Toutes les communes dotées d’un PCS – donc potentiellement, demain, toutes les communes de France – doivent réaliser « tous les cinq ans au moins »  un exercice associant la commune, les services de secours et si possible la population, exercice dont les règles ont été fixées dans un décret de décembre 2022. Ces exercices peuvent être mutualisés entre plusieurs communes ou encore à l’échelle intercommunale.

Un coût important

Si l’utilité des PCS n’est plus à démontrer, il va tout de même se poser un certain nombre de questions opérationnelles, notamment dans les plus petites communes. Et c’est naturellement la question du coût qui risque d’être bloquante. 

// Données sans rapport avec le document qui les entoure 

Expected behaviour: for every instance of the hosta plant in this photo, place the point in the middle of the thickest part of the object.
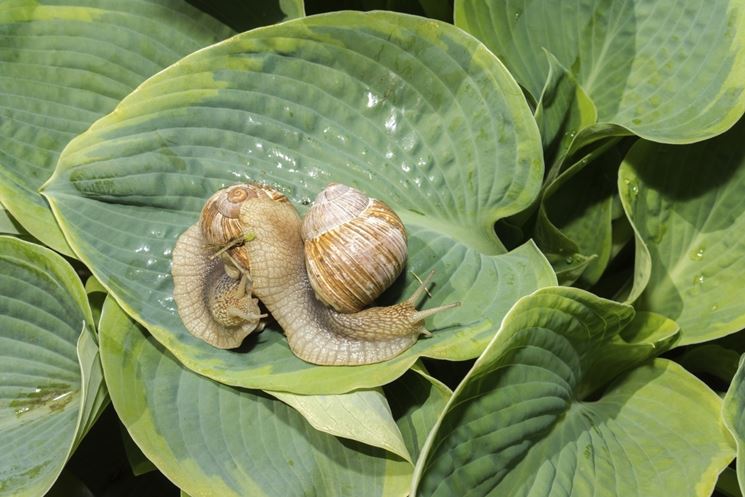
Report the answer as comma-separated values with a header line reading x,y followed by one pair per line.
x,y
571,172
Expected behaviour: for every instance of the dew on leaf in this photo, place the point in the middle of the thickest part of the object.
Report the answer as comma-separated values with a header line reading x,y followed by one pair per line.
x,y
698,254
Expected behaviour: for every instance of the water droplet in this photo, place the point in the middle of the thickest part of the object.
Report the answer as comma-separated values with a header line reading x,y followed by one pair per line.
x,y
372,100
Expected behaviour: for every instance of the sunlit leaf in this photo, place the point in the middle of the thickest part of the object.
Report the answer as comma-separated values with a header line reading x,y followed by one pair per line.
x,y
50,380
211,439
409,110
686,206
562,399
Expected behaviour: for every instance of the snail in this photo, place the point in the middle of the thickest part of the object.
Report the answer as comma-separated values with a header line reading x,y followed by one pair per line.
x,y
265,240
355,247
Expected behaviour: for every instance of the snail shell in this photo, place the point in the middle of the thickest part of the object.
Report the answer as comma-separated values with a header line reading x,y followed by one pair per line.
x,y
220,223
355,247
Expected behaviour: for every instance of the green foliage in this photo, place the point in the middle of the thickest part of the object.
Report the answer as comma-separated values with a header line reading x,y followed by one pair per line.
x,y
602,138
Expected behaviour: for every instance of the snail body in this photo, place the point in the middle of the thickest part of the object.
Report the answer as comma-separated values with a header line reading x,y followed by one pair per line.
x,y
315,332
213,298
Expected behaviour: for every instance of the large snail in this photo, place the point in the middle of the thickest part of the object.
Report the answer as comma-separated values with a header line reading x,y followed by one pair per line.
x,y
249,240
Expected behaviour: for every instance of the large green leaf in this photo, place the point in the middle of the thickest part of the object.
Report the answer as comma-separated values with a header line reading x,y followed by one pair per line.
x,y
734,417
538,414
686,205
49,372
211,439
412,111
668,71
574,222
417,400
66,63
363,415
243,16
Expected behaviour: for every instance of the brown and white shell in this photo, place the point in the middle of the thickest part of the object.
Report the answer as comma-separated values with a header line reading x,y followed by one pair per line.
x,y
220,218
355,247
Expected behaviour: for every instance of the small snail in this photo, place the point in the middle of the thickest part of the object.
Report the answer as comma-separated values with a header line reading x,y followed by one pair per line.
x,y
267,244
213,296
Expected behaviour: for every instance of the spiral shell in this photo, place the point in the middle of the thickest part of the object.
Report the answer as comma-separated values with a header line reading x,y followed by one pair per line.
x,y
220,218
355,247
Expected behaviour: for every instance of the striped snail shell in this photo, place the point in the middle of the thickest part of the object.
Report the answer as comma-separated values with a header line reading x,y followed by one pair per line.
x,y
220,218
355,247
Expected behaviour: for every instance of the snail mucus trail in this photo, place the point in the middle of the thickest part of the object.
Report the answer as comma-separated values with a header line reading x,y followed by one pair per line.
x,y
250,243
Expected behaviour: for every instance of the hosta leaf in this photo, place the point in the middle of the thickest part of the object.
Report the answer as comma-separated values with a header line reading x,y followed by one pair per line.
x,y
563,108
416,400
48,372
211,439
66,63
686,205
734,418
96,398
574,224
711,359
8,225
243,16
533,418
411,111
363,415
667,71
435,9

Un plan communal de sauvegarde peut être réalisé en interne ou par un prestataire externe privé (bureau d’études). Dans les communes qui en ont les moyens humains, la réalisation en interne d’un PCS aurait, selon les services de l’État, un coût limité d’environ « 400 euros », soit « 8 heures de travail ». Ce temps estimé et la somme qui en découle sont toutefois, selon l’AMF, très sous-estimés – d’autant plus qu’au fil du temps, l’État ne cesse de rajouter des thématiques qui doivent être traitées dans les PCS, qui deviennent donc de plus en plus compliqués à réaliser.

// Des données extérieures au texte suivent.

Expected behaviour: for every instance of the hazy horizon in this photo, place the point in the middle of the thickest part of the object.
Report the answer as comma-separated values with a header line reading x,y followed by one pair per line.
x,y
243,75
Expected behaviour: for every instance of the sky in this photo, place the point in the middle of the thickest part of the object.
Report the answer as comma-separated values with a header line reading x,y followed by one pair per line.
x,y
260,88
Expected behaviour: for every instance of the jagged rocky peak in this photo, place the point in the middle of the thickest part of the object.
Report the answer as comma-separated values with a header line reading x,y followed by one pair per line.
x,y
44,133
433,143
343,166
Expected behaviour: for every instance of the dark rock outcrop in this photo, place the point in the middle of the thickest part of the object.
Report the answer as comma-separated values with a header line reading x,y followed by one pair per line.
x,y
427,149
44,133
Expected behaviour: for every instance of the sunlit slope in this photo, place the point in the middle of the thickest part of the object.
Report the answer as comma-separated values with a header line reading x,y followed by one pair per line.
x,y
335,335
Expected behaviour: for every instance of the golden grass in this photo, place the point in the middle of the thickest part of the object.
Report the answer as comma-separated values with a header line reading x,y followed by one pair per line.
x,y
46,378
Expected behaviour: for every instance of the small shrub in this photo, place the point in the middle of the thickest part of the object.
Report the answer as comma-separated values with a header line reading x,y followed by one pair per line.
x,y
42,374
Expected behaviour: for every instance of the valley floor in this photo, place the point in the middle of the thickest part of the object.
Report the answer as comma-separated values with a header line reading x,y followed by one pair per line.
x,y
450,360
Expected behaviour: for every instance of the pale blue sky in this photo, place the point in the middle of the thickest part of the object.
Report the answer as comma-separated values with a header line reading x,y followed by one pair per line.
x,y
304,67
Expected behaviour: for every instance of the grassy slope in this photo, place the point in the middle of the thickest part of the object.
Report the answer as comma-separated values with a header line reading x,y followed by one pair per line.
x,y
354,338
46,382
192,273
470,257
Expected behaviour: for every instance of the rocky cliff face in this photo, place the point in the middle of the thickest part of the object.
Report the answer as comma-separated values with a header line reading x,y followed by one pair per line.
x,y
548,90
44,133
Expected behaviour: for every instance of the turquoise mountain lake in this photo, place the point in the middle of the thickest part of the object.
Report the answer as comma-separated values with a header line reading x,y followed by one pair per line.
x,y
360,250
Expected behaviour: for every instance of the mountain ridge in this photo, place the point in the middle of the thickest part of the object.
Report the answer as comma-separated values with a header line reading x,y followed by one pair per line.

Mais de toute façon, dans les plus petites communes, il n’y aura pas d’autre choix que de recourir à un prestataire extérieur, et dans ce cas les coûts s’envolent : la facture peut aller de 5 000 à 12 000 euros. 

Sans compter que la qualité des PCS réalisés par des prestataires extérieurs n’est pas forcément garantie, ce qui pose particulièrement problème lorsque l’on sait que la responsabilité pénale des maires peut être engagée, en cas de catastrophe, sur la base des préconisations du PCS. C’est la raison pour laquelle l’AMF se dit « très prudente »  quant au recours aux prestataires extérieurs. 

Par ailleurs, la réalisation des exercices obligatoires prévus par la loi risque de s’avérer difficile dans les plus petites communes, qui pourront néanmoins avoir recours à la mutualisation. Nul doute, en tout cas, que cette disposition du projet de loi, qui crée une nouvelle obligation coûteuse pour les communes sans prévoir aucune compensation financière, fera débat lors de son examen au Parlement.

Notons enfin que le projet de loi prévoit aussi la généralisation des PICS (plans intercommunaux de sauvegarde), alors que bien des intercommunalités qui étaient déjà soumises à cette obligation n’ont pas encore pu l’honorer. 

Aucun engagement financier

Parmi les autres propositions de ce texte que les maires doivent retenir, on peut citer la création de « plans de sauvegarde des biens culturels », dont la réalisation reviendrait aux communes lorsqu’elles sont propriétaires ou gestionnaires de tels biens ; ou celle des « contrats territoriaux de secours d’urgence à personne », organisant l’articulation à l’échelle départementale des différents moyens de secours. 

Le texte prévoit par ailleurs que tous les agents publics devraient désormais être mieux formés aux gestes essentiels du secourisme, avec une séance de « sensibilisation »  obligatoire dans l’année qui suit leur prise de fonction puis tous les cinq ans. 

Maire info reviendra, dans une prochaine édition, sur les mesures qui concernent spécifiquement les sapeurs-pompiers professionnels et volontaires. Mais de façon générale, il apparaît que ce projet de loi est en effet bien modeste, en particulier sur le plan financier puisqu’il ne contient aucun engagement en la matière. Le gouvernement renvoie au projet de loi de finances pour 2027, qui devrait être présenté fin septembre, pour faire connaître les crédits qu’il compte – ou pas – dédier à la « modernisation de la sécurité civile ».